Remerciements de Watson et Crick article Nature. Traduction : Nous sommes très reconnaissants au Dr Jerry Donohue pour ses conseils et ses remarques constructives, notamment en ce qui concerne les distances interatomiques. Nous avons également été inspirés par la connaissance de la nature générale des résultats expérimentaux non publiés et des idées du Dr M. H. F. Wilkins, du Dr R. E. Franklin et de leurs collaborateurs au King’s College de Londres. L’un d’entre nous (J.D.W.) a bénéficié d’une bourse de la Fondation nationale pour la paralysie infantile.

Aujourd’hui, les canons d’un article scientifique veulent qu’on décrive tout d’abord les résultats « bruts », expérimentaux, qui sont analysés, décodés, pour amener à une discussion plus théorique des implications de ce qui a été mis au jour. Ici, l’éditeur a mis l’article théorique devant les deux articles expérimentaux.
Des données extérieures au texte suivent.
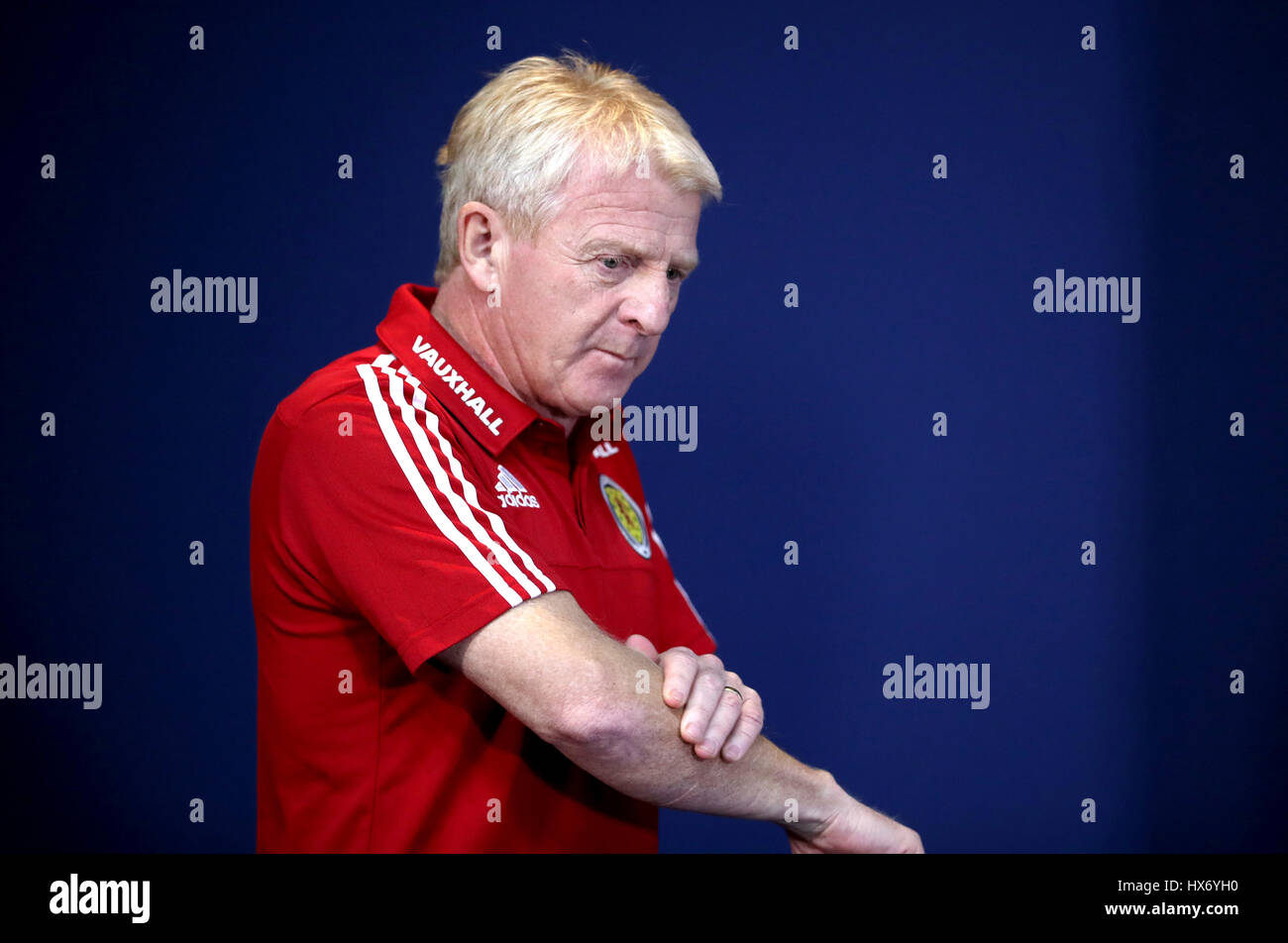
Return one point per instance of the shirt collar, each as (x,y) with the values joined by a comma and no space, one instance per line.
(490,414)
Certes sous un chapeau commun « Molecular structure of DNA », mais qui, aujourd’hui, est uniquement référencé (Web of science fin 2025) comme lié à l’article de Watson et Crick ! C’est sans doute, justement, parce qu’il est le premier de la série de trois. N’aurait-on pas pu imaginer un unique article avec les contributions expérimentales appuyant la proposition théorique ?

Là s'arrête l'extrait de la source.